You Can't Have Everything
6.3/10
  • Genre: ComedyMusicRomance
  • Release: 02/08/1937
  • Character: Harry Ritz - One of The Ritz Brothers
Starving playwright Judith Wells meets playboy writer of musicals, George Macrae, over a plate of stolen spaghetti. He persuades producer Sam Gordon to buy her ridiculous play "North Winds" just to improve his romantic chances, and even persuades her to sing in the sort of show she pretends to despise. But just when their romance is going well, Gordon's former flame Lulu reveals the ace up her sleeve...

Never a Dull Moment

Never a Dull Moment
6.8/10
  • Genre: ComedyMusic
  • Release: 19/11/1943
  • Character: The Three Funny Bunnies
Nightclub gangsters hire a vaudeville act called the Three Funny Bunnies (Ritz Brothers).

Argentine Nights

Argentine Nights
6.6/10
  • Genre: ComedyMusic
  • Release: 06/09/1940
  • Character: Harry
An all-girl band flees to Argentina to avoid their creditors. Comedy with songs.

Straight, Place and Show

Straight, Place and Show
5.7/10
  • Genre: ComedyMusic
  • Release: 30/09/1938
  • Character: Harry Ritz
The Ritz Brothers go to the race track.

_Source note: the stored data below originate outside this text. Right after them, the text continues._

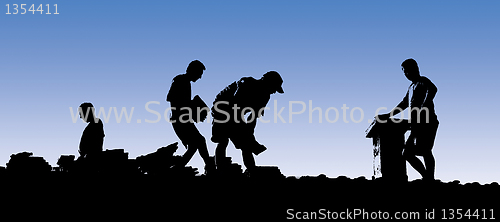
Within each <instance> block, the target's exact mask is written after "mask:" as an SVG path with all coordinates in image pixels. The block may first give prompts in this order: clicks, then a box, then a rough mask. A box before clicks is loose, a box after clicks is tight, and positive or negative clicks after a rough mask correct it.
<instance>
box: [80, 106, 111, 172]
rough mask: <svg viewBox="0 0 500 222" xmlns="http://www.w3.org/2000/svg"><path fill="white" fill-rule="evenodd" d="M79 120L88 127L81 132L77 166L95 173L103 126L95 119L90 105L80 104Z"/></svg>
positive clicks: (92, 108)
mask: <svg viewBox="0 0 500 222" xmlns="http://www.w3.org/2000/svg"><path fill="white" fill-rule="evenodd" d="M79 113H80V118H81V119H83V121H84V122H87V123H88V125H87V127H85V130H83V133H82V138H81V139H80V146H79V150H78V152H79V153H80V156H79V157H78V159H77V164H78V165H79V166H80V167H83V168H84V170H85V171H92V172H96V171H98V168H99V163H100V157H101V153H102V146H103V143H104V136H105V135H104V125H103V124H102V121H101V120H100V119H99V118H96V117H95V108H94V106H93V105H92V104H91V103H82V104H81V105H80V107H79Z"/></svg>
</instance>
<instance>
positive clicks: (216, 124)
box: [211, 71, 284, 170]
mask: <svg viewBox="0 0 500 222" xmlns="http://www.w3.org/2000/svg"><path fill="white" fill-rule="evenodd" d="M282 83H283V79H282V78H281V76H280V75H279V74H278V72H275V71H270V72H267V73H266V74H264V76H263V77H262V78H260V79H258V80H257V79H254V78H252V77H243V78H241V79H240V80H239V81H237V82H233V83H232V84H231V85H229V86H227V87H226V88H225V89H224V90H222V91H221V92H220V93H219V94H218V95H217V96H216V98H215V101H214V106H213V107H212V116H213V119H214V120H213V125H212V138H211V140H212V141H213V142H215V143H218V145H217V148H216V150H215V160H216V163H217V168H222V167H224V163H225V161H224V159H225V157H226V148H227V145H228V143H229V139H231V141H232V142H233V144H234V146H235V147H236V149H240V150H241V152H242V156H243V163H244V164H245V167H246V168H247V170H251V169H252V168H254V167H255V160H254V157H253V154H255V155H258V154H259V153H261V152H263V151H264V150H266V147H265V146H263V145H261V144H259V143H258V142H257V141H256V140H255V136H254V129H255V126H256V124H257V118H259V117H261V116H263V115H264V108H265V107H266V105H267V102H269V99H270V96H271V94H274V93H276V92H278V93H284V92H283V88H282V87H281V84H282ZM245 114H249V115H248V117H247V120H246V121H244V116H245Z"/></svg>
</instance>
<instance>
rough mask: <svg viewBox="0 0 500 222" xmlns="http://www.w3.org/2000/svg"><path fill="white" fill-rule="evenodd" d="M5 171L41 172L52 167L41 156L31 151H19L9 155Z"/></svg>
mask: <svg viewBox="0 0 500 222" xmlns="http://www.w3.org/2000/svg"><path fill="white" fill-rule="evenodd" d="M7 171H8V172H12V173H16V174H19V173H20V174H43V173H49V172H50V171H52V167H51V166H50V164H49V163H48V162H47V161H45V160H44V159H43V157H35V156H33V153H31V152H21V153H18V154H12V155H11V156H10V160H9V162H8V163H7Z"/></svg>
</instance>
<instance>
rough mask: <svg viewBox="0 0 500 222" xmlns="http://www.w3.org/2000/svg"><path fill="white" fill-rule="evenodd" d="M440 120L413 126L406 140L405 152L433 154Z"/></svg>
mask: <svg viewBox="0 0 500 222" xmlns="http://www.w3.org/2000/svg"><path fill="white" fill-rule="evenodd" d="M438 126H439V121H437V120H436V121H435V122H431V123H420V124H417V125H415V126H412V129H411V133H410V136H409V137H408V140H407V141H406V145H405V151H404V152H405V153H407V154H410V153H411V154H414V155H417V156H425V155H427V154H431V153H432V152H431V151H432V148H433V147H434V141H435V139H436V134H437V129H438Z"/></svg>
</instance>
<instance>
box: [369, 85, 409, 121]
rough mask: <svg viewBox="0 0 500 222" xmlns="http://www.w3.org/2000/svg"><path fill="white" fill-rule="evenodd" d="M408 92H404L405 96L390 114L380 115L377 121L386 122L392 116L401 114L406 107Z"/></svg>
mask: <svg viewBox="0 0 500 222" xmlns="http://www.w3.org/2000/svg"><path fill="white" fill-rule="evenodd" d="M408 96H409V95H408V92H406V96H405V97H404V98H403V100H401V102H399V104H398V105H397V106H396V107H394V109H392V110H391V112H389V113H386V114H381V115H378V116H377V119H379V120H388V119H389V118H391V117H392V116H395V115H397V114H398V113H400V112H402V111H403V110H405V109H406V108H407V107H408Z"/></svg>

They raise training end entrance money in a wrestling match and help a young man train the horse of his fiancée.

Behind the Eight Ball

Behind the Eight Ball
5.8/10
  • Genre: ComedyMusic
  • Release: 04/12/1942
  • Character: Harry Jester
The story takes place at a summer theater in the Berkshire Mountains, where heroine Joan Barry (Carol Bruce) is staging a Broadway-bound musical comedy. Only one problem: two guest stars are shot and killed on two successive evenings, right in front of the audience. Hoping to solve the mystery, detective William Demarest demands that everyone -- actors and theatergoers alike -- return the following weekend to restage the show. But with no major performer willing to assume the fatal guest-star slot, Joan is forced to hire the Three Jolly Jesters (Al, Harry and Jimmy Ritz), Manhattan washroom attendants with showbiz aspirations.